А после него не приходил в наши леса тот, кто мог бы достойно играть на ней, хотя многие, побуждаемые усердием, не раз пытались и доныне еще пытаются.
Но чтобы не провести весь день в этих рассказах, возвращаясь к тому, ради чего вы пришли, говорю, что я, с моим опытом и знаниями, настолько же расположен, насколько способен услужить в вашей нужде, касается ли это одного или всех. И хоть сейчас, поскольку месяц на ущербе, не самое благоприятное время, тем не менее скажу вам кое-что о времени и о способе, которого нам подобает держаться. И в первую очередь ты, влюбленный пастух, кого более всех других касается дело, внимательно приклони слух к моим словам.
Не очень далеко отсюда, между пустынных гор, лежит весьма глубокое ущелье, отовсюду окруженное дикими лесами, чье эхо отзывается неслыханной первозданностью, – ущелье безмерно прекрасное, удивительное и странное, которое с первого взгляда повергает в небывалый ужас души входящих в него; но когда они пробудут там некоторое время, то, ободрившись, уже не могут насытиться его созерцанием. Туда можно пройти только по одной тропе, крутой и очень узкой, и чем более спускаешься вниз, тем путь становится шире, но и света все меньше, ибо склон сверху донизу покрыт густой тенью от молодых деревьев. Затем, спустившись на самое дно, увидишь, как неожиданно у ног разверзается устье большой и темной пещеры, войдя в которую сразу слышишь ужасный шум, сверхъестественно производимый там незримыми духами, будто кто-то играет в тысячу трещоток. И внутри, посреди этой тьмы, истекает ужасная река – она ужасна тем, что вскоре свергается в великую пропасть и, не имея выхода на поверхность земли, только чуть показавшись на свет, тотчас, в том же месте уходит в недра и сокровенно от всех, тайным путем, бежит к морю, не оставляя на поверхности земли ни следа, ни слуха о себе. Место поистине святое, достойное быть обиталищем богов, каким оно и является. Здесь все предстает очам зрителя с таким величием и достоинством, что не может не быть почитаемо или священно.

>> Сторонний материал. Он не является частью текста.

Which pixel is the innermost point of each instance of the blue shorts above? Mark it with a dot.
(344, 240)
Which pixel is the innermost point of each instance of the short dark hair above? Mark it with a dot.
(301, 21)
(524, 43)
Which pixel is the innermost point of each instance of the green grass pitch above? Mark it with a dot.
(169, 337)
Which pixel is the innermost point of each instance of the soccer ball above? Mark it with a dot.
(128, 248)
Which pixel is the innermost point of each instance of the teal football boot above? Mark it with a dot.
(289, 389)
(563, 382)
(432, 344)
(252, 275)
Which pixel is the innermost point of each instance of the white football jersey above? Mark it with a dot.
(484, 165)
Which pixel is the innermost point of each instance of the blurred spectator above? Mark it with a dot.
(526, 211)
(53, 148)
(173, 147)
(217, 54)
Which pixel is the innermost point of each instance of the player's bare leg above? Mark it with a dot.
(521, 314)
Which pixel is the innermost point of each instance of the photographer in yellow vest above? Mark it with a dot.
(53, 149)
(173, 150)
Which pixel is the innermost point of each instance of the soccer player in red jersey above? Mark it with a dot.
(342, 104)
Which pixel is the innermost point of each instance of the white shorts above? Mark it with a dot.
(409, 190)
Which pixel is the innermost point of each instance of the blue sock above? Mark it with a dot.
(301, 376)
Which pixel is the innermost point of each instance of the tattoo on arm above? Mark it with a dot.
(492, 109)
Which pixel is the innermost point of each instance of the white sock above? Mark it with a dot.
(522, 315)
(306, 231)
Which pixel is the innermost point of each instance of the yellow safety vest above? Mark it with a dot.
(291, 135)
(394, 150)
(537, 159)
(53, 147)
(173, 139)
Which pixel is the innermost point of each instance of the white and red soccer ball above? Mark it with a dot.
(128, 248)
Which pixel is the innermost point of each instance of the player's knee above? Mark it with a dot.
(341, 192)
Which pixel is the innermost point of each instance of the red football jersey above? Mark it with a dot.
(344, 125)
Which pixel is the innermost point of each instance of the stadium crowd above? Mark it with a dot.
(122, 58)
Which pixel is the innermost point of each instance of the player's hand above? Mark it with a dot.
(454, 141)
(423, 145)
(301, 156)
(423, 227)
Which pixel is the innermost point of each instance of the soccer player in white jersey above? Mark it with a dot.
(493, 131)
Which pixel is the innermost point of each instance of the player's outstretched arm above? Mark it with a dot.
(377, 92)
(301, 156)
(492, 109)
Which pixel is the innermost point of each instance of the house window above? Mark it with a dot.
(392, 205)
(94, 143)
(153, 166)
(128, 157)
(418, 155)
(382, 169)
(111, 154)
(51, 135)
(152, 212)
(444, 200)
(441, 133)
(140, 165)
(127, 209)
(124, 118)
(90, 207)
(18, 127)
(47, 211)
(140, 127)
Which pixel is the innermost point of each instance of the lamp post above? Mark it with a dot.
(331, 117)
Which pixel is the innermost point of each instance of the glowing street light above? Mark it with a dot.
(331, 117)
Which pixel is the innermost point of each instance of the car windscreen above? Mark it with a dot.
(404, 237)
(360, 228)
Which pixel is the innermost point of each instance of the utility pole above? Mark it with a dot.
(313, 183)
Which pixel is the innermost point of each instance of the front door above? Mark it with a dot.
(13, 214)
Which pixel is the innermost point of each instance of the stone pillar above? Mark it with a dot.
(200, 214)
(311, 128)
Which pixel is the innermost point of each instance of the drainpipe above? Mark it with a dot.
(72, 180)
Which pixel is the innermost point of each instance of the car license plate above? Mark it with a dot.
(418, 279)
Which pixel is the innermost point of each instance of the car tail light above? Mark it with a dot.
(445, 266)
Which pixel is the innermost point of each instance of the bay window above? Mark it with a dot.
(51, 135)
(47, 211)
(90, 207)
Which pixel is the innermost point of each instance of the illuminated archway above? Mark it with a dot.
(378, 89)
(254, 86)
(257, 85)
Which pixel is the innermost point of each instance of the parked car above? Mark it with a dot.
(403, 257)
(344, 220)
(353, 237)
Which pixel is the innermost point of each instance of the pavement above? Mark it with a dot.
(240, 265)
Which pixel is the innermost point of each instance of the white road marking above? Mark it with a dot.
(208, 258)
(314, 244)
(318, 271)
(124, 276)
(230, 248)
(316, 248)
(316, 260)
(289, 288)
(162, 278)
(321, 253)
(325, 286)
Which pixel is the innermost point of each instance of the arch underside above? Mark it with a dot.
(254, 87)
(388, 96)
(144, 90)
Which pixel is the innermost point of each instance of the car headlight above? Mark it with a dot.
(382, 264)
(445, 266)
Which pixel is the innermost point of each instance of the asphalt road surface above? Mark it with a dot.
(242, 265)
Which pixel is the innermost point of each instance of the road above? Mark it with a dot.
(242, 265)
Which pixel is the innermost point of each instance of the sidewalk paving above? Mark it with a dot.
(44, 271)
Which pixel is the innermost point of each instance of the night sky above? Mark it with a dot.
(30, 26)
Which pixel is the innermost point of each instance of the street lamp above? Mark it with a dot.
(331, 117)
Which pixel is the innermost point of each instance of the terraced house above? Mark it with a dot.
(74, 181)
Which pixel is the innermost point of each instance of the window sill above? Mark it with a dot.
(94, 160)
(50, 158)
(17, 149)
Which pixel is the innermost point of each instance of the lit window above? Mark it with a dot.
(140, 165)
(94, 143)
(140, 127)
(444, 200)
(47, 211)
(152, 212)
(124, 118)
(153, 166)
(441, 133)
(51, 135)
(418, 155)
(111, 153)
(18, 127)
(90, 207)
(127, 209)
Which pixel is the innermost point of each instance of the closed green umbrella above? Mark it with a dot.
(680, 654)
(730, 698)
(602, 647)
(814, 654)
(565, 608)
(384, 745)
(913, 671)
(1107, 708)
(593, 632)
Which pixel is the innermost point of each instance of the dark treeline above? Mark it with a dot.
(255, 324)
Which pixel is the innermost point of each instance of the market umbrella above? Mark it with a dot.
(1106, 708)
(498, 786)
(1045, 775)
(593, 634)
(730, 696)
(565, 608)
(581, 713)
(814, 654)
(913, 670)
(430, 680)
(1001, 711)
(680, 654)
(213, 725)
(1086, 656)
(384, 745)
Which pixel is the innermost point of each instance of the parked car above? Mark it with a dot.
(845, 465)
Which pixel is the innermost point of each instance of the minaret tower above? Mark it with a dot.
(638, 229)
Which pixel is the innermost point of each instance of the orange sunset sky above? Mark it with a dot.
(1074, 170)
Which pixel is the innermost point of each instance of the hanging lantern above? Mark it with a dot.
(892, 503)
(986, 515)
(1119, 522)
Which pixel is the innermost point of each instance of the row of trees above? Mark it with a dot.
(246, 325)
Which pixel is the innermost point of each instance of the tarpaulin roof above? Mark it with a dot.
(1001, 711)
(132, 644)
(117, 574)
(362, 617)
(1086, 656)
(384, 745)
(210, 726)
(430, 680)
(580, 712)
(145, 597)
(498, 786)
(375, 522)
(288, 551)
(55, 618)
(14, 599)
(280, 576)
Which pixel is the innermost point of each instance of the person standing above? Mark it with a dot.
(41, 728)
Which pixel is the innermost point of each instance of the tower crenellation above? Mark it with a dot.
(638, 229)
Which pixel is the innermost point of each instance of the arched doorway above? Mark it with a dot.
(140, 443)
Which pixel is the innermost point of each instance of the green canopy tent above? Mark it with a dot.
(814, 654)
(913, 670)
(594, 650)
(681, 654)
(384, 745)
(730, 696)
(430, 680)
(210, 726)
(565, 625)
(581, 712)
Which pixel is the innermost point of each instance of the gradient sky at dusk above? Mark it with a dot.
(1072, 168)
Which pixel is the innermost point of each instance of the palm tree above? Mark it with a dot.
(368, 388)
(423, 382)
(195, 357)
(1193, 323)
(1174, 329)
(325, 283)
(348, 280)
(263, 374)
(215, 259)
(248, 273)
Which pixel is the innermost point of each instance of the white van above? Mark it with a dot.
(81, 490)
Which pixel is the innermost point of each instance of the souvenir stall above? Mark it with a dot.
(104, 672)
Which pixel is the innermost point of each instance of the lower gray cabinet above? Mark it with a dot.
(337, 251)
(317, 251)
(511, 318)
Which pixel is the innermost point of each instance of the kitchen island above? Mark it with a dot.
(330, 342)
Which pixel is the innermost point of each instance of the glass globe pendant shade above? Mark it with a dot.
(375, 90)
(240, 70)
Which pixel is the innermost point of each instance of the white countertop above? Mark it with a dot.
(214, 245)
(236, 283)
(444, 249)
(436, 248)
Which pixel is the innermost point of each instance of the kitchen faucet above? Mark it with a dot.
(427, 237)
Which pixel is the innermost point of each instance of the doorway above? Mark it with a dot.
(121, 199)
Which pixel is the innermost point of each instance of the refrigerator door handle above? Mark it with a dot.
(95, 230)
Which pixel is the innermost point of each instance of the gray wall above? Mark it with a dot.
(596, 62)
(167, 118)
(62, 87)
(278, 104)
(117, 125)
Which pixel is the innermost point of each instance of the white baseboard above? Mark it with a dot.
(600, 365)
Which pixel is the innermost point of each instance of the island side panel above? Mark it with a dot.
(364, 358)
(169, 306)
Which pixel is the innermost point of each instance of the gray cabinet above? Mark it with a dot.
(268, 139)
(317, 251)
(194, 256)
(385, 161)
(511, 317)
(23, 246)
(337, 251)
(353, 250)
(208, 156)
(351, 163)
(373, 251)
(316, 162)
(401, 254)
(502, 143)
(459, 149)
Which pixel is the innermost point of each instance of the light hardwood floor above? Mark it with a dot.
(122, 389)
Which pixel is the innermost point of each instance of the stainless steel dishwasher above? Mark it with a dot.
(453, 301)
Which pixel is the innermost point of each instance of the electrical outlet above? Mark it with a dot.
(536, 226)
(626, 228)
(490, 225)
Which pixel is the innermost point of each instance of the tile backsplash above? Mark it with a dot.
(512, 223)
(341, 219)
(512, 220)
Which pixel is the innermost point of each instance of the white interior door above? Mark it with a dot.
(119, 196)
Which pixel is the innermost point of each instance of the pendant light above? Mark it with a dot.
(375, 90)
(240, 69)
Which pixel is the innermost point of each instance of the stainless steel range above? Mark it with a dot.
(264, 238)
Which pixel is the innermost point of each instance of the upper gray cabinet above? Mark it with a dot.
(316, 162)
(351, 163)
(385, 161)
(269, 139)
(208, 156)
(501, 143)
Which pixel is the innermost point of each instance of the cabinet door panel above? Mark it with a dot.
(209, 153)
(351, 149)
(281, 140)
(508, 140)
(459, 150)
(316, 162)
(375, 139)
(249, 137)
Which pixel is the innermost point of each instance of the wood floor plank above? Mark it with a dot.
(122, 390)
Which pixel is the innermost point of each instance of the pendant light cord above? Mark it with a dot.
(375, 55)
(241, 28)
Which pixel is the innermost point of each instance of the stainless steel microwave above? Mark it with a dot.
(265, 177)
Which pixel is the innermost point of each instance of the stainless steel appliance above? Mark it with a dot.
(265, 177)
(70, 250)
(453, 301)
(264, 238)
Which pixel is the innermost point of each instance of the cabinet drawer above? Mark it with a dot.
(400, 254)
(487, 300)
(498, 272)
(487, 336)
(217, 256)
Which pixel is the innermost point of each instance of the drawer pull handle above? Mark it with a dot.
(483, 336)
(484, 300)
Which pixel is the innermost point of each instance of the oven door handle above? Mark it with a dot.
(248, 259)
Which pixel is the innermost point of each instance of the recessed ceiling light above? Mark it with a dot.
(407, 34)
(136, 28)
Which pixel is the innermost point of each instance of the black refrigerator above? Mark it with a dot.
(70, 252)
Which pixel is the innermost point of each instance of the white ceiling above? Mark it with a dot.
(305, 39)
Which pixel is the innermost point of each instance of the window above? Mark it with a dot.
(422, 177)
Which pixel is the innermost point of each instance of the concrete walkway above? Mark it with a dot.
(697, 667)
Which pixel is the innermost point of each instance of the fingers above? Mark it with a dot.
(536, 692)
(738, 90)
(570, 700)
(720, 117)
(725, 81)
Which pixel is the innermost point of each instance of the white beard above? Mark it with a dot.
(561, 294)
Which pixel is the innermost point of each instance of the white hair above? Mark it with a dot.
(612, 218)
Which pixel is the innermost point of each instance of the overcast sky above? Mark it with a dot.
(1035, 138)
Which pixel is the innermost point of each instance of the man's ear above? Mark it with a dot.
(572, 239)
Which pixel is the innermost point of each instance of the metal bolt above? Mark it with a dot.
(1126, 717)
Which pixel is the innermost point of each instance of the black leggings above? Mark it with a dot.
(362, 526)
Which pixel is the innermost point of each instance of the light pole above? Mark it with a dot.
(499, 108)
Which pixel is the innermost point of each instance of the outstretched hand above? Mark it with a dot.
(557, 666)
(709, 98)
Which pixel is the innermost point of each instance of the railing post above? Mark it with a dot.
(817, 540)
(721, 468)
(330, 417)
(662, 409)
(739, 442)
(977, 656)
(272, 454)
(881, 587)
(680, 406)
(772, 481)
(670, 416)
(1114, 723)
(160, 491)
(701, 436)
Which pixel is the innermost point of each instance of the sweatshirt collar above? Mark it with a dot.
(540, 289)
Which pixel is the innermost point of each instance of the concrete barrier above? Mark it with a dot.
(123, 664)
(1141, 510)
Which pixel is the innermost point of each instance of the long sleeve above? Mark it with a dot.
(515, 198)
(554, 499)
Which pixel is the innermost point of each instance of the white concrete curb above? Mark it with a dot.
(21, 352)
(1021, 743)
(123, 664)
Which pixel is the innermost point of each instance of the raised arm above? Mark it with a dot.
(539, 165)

Так вот, когда белая луна круглым ликом воссияет живущим по всей земле людям, я отведу тебя туда, чтобы, во-первых, очистить тебя (если сердце твое позовет тебя войти). Погрузив тебя девять раз в эти воды, я сооружу из земли и дерна новый алтарь и на нем, покрытом тремя разноцветными покровами, запалю чистую вербену и мужские благовония[259], вкупе с другими травами, не вырванными из земли с корнем, но срезанными острым серпом при свете новой луны[260]. Затем окроплю все вокруг водой, набранной в трех источниках, после чего тебя, распоясанного и разутого на одну ногу, семикратно обведу вокруг святого алтаря, перед которым, левой рукой держа за рога черную овцу, а правой – острый нож, во всеуслышание призову триста имен неведомых богов, а с ними – почитаемую Ночь, сопровождаемую своими тенями, и молчаливые Звезды, знающие о сокровенном, и изменчивую Луну, имеющую власть не только на небе, но и в темных безднах, и ясноликое Солнце, окруженное пылающими лучами, которое, обегая мир по кругу, беспрепятственно видит все дела смертных. Затем призову всех богов, обитающих в небесной высоте, на просторе земли, в многоволненном море, в величайшем Океане – общем отце всех вещей, призову рожденных от него девственных нимф – сотню тех, что странствуют по лесам, и сотню охраняющих многоводные реки, а также фавнов, ларов, сильванов и сатиров, вместе с многочисленным сонмом полубогов, и вышний Воздух, и суровый лик твердой Земли, и стоячие озера, и текущие реки, и бьющие ключи. Не пропущу и темные царства подземных богов, но, призывая парно-тройственную Гекату, прибавлю и глубокий Хаос, и величайший Эреб[261], и преисподних Эвменид[262], обитательниц стигийских вод, и коли есть там еще какое иное божество, достойно карающее людские пороки, – все они да предстанут мне в час моего жертвоприношения.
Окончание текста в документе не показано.